The Purchase Agreement contains customary representations and warranties of the parties, conditions to closing, indemnification rights and termination provisions. The Company has agreed with the Initial Purchasers not to offer or sell any debt securities issued or guaranteed by the Company having a term of more than one year other than the Notes for a period of 60 days after the date of the Purchase Agreement without the prior written consent of BofA Securities, Inc. A copy of the Purchase Agreement is filed as Exhibit 10.1 hereto and is incorporated herein by reference. The description of the Purchase Agreement in this report is a summary and is qualified in its entirety by the terms of the Purchase Agreement.
Indenture
The terms of the Notes are governed by the Indenture, dated as of January 8, 2021 (the “Indenture”), by and among the Company, the Subsidiary Guarantors and U.S. Bank National Association, as trustee (the “Trustee”). The Notes will mature on January 15, 2029. Interest will accrue from January 8, 2021 and will be payable semi-annually on January 15 and July 15 of each year, commencing July 15, 2021.

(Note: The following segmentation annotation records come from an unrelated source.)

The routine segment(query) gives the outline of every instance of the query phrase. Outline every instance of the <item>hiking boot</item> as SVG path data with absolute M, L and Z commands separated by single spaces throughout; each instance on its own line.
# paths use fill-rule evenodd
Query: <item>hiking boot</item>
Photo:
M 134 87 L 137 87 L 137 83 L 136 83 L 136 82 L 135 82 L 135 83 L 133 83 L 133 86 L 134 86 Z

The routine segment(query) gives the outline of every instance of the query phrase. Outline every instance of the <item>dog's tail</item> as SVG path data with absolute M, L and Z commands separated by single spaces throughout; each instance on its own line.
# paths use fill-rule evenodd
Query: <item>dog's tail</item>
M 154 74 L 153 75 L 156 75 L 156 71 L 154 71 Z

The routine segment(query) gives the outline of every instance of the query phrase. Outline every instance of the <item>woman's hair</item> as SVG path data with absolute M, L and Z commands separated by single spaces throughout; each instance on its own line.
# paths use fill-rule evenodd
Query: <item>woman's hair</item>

The Notes are unsecured, rank equally with all of the existing and future senior unsecured debt of the Company and the Subsidiary Guarantors and rank senior to all of the existing and future subordinated debt of the Company and the Subsidiary Guarantors. The Notes are fully and unconditionally guaranteed, jointly and severally, on a senior unsecured basis by the Subsidiary Guarantors. The Notes will rank effectively junior to any secured indebtedness of the Company and the Subsidiary Guarantors, including under the Company’s bank credit facility, and other secured obligations to the extent of the value of the assets constituting collateral securing such indebtedness and obligations.
The Company may, at its option, redeem some or all of the Notes at any time on or after January 15, 2024 at the redemption prices specified in the Indenture. Prior to such time, the Company may, at its option, redeem up to 35% of the aggregate principal amount of the Notes at the redemption price specified in the Indenture. In addition, before January 15, 2024, the Company may redeem some or all of the Notes at a redemption price equal to 100% of the aggregate principal amount of the Notes redeemed, plus the “applicable premium” and accrued and unpaid interest, if any, to, but not including, the redemption date.
Upon the occurrence of certain changes in control, the Company must offer to repurchase the Notes. The Indenture contains customary events of default (each an “Event of Default”). If an Event of Default occurs and is continuing, the Trustee or the holders of not less than 25% in aggregate principal amount of the outstanding Notes may declare the unpaid principal of, premium, if any, and accrued but unpaid interest on, all the Notes then outstanding to be due and payable. Upon such a declaration, such principal, premium, if any, and interest will be due and payable immediately. If an Event of Default relating to certain events of bankruptcy, insolvency or reorganization of the Company occurs, the principal of, premium, if any, and interest on, all the Notes will become immediately due and payable without any declaration or other act on the part of the Trustee or any holders of the Notes. Under certain circumstances, the holders of a majority in principal amount of the outstanding Notes may rescind any such acceleration with respect to the Notes and its consequences.